A comunicação do PT nas redes sociais é feita atualmente pela agência Pepper, de Brasília. Vaccari não concordou com a troca da empresa por outra, indicada por Franklin, argumentando que obedece a ordens do partido e que o presidente nacional da legenda, Rui Falcão, não tinha dado autorização para mudanças na área.
Discussão. Numa das reuniões para discutir o assunto, os dois teriam se exaltado e o ex-ministro reclamado do tom "desrespeitoso" da negativa do tesoureiro. Vaccari teria sugerido a Franklin que trabalhasse em conjunto com a Pepper, mas ele não teria aceitado, propondo o vínculo com outra prestadora de serviços. Entre outros itens, a proposta do ex-ministro previa o treinamento dos "interneteiros" a serviço de Dilma País afora, segundo fontes que tiveram acesso ao documento.
Recentemente, a presidente reativou sua conta no Twitter. Na quarta-feira, Lula conclamou os petistas a exaltarem os feitos do governo nas redes.
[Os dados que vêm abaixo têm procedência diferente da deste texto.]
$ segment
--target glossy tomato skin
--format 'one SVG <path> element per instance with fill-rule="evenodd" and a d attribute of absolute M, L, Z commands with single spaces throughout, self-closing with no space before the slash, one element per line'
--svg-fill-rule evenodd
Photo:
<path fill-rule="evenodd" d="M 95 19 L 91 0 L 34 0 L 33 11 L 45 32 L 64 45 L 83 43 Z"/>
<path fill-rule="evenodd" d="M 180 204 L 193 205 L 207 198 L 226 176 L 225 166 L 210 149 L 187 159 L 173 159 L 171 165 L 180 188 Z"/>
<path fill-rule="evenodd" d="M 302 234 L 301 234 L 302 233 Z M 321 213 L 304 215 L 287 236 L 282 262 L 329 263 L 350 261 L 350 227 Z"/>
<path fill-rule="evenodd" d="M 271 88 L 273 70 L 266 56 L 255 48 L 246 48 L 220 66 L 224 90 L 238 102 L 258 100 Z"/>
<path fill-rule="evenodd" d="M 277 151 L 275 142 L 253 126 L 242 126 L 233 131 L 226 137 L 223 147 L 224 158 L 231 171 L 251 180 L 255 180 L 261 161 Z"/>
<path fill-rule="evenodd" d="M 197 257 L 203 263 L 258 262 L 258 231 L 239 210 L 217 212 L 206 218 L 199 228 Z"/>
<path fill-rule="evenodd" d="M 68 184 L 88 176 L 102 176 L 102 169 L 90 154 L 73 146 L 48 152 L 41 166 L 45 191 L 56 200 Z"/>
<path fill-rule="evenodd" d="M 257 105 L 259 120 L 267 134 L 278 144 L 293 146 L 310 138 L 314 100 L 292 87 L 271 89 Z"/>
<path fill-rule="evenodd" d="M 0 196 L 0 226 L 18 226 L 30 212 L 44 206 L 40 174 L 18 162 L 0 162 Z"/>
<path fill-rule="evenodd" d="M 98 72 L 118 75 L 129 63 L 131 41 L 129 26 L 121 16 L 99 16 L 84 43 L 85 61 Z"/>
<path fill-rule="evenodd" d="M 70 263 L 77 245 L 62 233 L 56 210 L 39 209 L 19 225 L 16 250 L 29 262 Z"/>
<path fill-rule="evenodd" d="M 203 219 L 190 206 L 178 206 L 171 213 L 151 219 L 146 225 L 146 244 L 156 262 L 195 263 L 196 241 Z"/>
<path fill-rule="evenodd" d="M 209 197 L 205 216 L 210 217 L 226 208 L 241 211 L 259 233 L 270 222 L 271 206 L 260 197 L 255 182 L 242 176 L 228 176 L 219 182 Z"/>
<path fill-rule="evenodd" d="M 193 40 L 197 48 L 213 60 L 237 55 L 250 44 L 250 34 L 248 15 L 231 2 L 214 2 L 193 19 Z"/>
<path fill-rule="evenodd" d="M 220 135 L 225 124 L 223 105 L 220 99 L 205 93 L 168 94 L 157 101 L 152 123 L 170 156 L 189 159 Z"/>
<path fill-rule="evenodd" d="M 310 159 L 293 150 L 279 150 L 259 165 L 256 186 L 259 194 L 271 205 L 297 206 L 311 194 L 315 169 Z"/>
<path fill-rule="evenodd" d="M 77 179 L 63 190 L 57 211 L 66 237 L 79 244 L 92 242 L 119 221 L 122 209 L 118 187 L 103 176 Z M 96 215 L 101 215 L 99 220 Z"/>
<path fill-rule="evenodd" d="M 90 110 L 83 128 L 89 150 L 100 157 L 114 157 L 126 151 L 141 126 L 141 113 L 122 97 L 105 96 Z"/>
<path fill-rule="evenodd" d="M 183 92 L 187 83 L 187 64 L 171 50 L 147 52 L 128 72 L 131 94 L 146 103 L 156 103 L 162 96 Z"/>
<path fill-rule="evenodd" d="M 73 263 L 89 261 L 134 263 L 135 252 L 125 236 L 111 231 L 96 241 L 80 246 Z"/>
"Não devemos ficar apenas reclamando que não temos espaço em outras mídias. Vamos utilizar essa ferramenta fantástica que é a internet para falar do nosso projeto", defendeu. Procurado ontem, Franklin não quis se pronunciar. Perguntado se negava o embate com Vaccari, repetiu: "Nada a declarar". Por meio de sua assessoria, o ex-presidente Lula disse que não faria comentários. Vaccari não retornou a e-mail enviado pelo Estado.
Em 2010, a disputa pelo comando da campanha de Dilma opôs em plena campanha grupos do PT. Na ocasião, o ex-prefeito de Belo Horizonte e atual ministro do Desenvolvimento, Fernando Pimentel, disputava nos bastidores o comando da comunicação da campanha com Rui Falcão. As informações são do jornal O Estado de S. Paulo.